Obviously it's not my place to tell you what kind of arrangement you should be happy with in your private life, and if you're satisfied with how things are then more power to you. I just think that right now our society, as represented by our government, is asking more of committed same-sex couples than it's giving, and that's pretty shameful.
 
Don't give up hope: where I live, the Church of Sweden (Lutherans) approved of same-sex marriages only a few weeks ago. That's right, folks: gay couples can now get married in church. Our government is lagging behind and still calls it a civil union, but since the rights are exactly the same as for married couples, this isn't seen as high priority.

And think of the immense changes in only the past two or three decades. Think of the fact that today, "homosexual" is not an insult. "Homophobe" is. Granted, progress is slow, but it's a one-way street.

An observation: imagine if Straw's office had written a similar letter, only replacing sexual orientation with, say, Jewishness? "The law was especially designed to meet the needs of Jews - offering a very similar range of rights and responsibilities to Aryans."

Yuck.
 
I am 22 years old. I fully believe that if someone wants to do whatever they want sexually and relationally, that's on them.

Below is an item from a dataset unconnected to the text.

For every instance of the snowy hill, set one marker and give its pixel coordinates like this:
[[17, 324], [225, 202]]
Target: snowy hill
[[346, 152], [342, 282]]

But don't force me to approve it. I won't. I'm young and so are a whole lot of other people that vote no to same-sex marriage every single time it comes up on the ballot. Even California voted it down. Repeatedly. Maybe the majority of the population just doesn't want it.
 
No one is forcing you to approve of anything, Megan. Making something legal doesn't mean you have to approve of it; you have the perfect right as an independent citizen with freedom of conscience to think it's a bad law.

Laws aren't there to change our opinions. They're there to make life better for the people they affect. If same-sex marriage is legalised and you retain your opinion that same-sex relationships aren't of equal value to opposite-sex ones - which you'll have a perfect legal right to do - I really don't mind, the government won't mind, and frankly most of the gay people I know won't mind either, as long as you don't actually treat gay people badly. You can think whatever you think. It's called live and let live.